Last summer’s events made Hudson more sensitive to how her students may be feeling during an unsettling time, Hudson says.

“We were in a health pandemic, economic crisis, and a moment of revolutionary social change. I took a moment of pause to enact radical care and map out a syllabus that pushed my intersectional roles of power, and to question how I was going to be accountable to the Black community.”

Hudson’s class was “amazing,” says Kerry-Ann James, a cinema studies student and actress. “It felt like we were introduced to a different side of Canada, one that’s always overlooked or buried.”

She especially enjoyed an assignment to write letters of appreciation to Black activists currently working on the ground.

“I think this Black History Month is celebrating this reorientation to what we could do in the future to make the world more livable, and appreciating the people who are working in the present,” James says.

She would qualify as one of those people. As UC’s equity and diversity program assistant, James runs UC Student Life’s Instagram account, holding live conversations with community activists and leaders, such as Ekua Cudjoe, who created a community of Black runners.

James also hosted a virtual Queering the Future summit this month, exploring how Canadian laws impact Black and other queer communities. As an actress, James appeared in the Netflix show Grand Army, which shows students grappling with issues such as rape culture, racism, sexual identity and more, bringing her equity-minded goals to her work as an actress. 

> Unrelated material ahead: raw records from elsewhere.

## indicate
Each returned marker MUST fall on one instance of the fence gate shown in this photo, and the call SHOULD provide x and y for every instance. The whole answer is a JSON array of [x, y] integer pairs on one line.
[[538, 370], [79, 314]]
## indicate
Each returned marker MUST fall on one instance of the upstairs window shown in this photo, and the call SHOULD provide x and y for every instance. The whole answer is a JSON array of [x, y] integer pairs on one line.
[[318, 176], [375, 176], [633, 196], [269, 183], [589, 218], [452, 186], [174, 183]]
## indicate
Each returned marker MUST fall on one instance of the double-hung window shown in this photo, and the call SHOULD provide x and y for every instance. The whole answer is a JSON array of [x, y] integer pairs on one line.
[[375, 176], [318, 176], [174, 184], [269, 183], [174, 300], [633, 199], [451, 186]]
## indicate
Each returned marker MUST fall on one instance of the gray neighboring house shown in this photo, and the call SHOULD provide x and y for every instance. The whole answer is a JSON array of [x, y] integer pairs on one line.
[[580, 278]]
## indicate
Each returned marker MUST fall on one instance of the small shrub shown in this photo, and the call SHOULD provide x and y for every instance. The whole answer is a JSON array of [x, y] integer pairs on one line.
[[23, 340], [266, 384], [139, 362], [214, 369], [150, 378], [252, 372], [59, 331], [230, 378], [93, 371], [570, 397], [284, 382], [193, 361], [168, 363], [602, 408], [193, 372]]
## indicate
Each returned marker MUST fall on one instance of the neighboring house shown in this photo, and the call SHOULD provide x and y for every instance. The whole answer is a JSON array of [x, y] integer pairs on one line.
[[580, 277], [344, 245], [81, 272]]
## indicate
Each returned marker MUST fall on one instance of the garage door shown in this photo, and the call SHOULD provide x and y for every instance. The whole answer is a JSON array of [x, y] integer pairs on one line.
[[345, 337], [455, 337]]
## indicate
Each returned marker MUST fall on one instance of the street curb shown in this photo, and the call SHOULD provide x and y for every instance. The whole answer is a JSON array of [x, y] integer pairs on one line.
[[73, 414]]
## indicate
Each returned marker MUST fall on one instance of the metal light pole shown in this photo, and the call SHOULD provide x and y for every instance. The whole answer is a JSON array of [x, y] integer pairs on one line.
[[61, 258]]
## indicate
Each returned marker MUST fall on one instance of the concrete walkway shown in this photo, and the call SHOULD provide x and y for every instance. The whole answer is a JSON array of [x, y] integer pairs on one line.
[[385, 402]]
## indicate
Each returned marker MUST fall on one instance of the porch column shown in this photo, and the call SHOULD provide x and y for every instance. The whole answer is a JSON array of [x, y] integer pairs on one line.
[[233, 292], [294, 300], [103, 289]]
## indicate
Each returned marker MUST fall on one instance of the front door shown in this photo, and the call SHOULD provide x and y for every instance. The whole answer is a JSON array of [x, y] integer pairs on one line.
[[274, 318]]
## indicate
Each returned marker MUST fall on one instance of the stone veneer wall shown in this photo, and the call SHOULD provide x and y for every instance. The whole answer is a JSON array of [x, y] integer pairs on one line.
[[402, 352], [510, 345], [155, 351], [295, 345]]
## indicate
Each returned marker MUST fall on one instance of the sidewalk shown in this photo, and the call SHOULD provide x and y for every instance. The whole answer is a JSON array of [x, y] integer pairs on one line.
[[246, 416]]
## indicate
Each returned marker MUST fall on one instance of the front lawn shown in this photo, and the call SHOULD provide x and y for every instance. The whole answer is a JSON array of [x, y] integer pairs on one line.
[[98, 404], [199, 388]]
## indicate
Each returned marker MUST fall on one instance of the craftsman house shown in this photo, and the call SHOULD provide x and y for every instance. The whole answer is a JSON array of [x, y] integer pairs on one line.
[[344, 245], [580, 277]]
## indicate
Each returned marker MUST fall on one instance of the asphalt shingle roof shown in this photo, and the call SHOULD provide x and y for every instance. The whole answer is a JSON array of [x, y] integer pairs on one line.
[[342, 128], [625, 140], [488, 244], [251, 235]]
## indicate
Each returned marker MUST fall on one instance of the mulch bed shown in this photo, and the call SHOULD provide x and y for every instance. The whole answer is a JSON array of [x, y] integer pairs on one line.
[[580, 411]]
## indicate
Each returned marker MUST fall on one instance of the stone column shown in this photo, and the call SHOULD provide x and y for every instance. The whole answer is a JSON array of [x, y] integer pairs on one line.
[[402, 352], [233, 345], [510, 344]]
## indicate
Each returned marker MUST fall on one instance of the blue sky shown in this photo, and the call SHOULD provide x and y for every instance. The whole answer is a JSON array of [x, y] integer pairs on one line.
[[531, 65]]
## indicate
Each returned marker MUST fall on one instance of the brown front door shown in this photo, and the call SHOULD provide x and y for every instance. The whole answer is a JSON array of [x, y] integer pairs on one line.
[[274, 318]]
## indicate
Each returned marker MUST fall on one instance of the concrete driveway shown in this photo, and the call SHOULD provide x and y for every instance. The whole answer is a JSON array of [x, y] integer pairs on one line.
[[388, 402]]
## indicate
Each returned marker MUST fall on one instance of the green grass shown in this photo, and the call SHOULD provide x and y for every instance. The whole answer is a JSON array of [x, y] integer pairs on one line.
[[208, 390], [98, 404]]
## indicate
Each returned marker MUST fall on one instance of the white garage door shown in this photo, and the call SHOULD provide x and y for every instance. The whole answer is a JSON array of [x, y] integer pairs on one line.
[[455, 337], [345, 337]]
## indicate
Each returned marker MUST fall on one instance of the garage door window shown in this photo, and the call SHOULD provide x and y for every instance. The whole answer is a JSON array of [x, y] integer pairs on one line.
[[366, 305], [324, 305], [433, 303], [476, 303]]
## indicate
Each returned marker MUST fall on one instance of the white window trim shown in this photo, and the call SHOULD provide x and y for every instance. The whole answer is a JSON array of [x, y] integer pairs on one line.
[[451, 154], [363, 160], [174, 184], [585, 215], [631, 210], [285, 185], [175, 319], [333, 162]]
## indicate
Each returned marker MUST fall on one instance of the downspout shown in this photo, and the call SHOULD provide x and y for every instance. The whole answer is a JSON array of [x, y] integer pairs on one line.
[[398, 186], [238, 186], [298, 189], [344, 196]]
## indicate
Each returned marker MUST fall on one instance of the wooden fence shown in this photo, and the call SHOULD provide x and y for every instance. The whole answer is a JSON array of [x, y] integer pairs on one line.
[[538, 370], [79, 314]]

With plans to start graduate school in September, James is well on her way to joining a long list of influential Black alumni who have left their mark on Canada and the fight for equity. They include, but are not limited to, the below trailblazers.

  • Eugenia Charles (BA 1946 UC) was the first woman lawyer in Dominica and served as prime minister of the country from 1980 to 1995, the first woman in the Caribbean to hold the position.
  • Dr. Douglas Salmon (BA 1951 UC) was Canada’s first Black surgeon and went on to become the country’s first Black chief of general surgery at Centenary Hospital in Scarborough.
  • Julius Alexander Isaac (BA 1955 UC) was the first Black person to sit on the Federal Court of Canada after being appointed by former prime minister Brian Mulroney in 1991.
  • Austin Clarke (1959 UC) was an award-winning writer who published 11 novels, six short story collections, and five nonfiction books. In 1963, Clarke interviewed Malcolm X on CBC Radio.
  • Romain W. Pitt (BA 1959 UC) was an Ontario Superior Court judge and the first Black lawyer named to the court. Pitt, with Eric Lindsay, also created the first partnership of Black lawyers in Canada. He was a founding director of the Caribana Caribbean street festival in Toronto.
  • Jeffrey Fasegha (BCom 2020 UC) is a new graduate who was awarded a Rhodes Scholarship last fall to study at Oxford University this year. As an undergraduate, Fasegha researched social enterprises in the energy industry in Nigeria, where he was born, founded the Black Career Conference, co-founded Black Rotman Commerce, and held other leadership positions in student groups with a focus on equity for marginalized people. He was also honoured with the 2020 African Scholars Outstanding Recent Alumni Award.  

As pioneers, community leaders, and great thinkers, these Black UC alumni and their stories and contributions won’t fade away with February.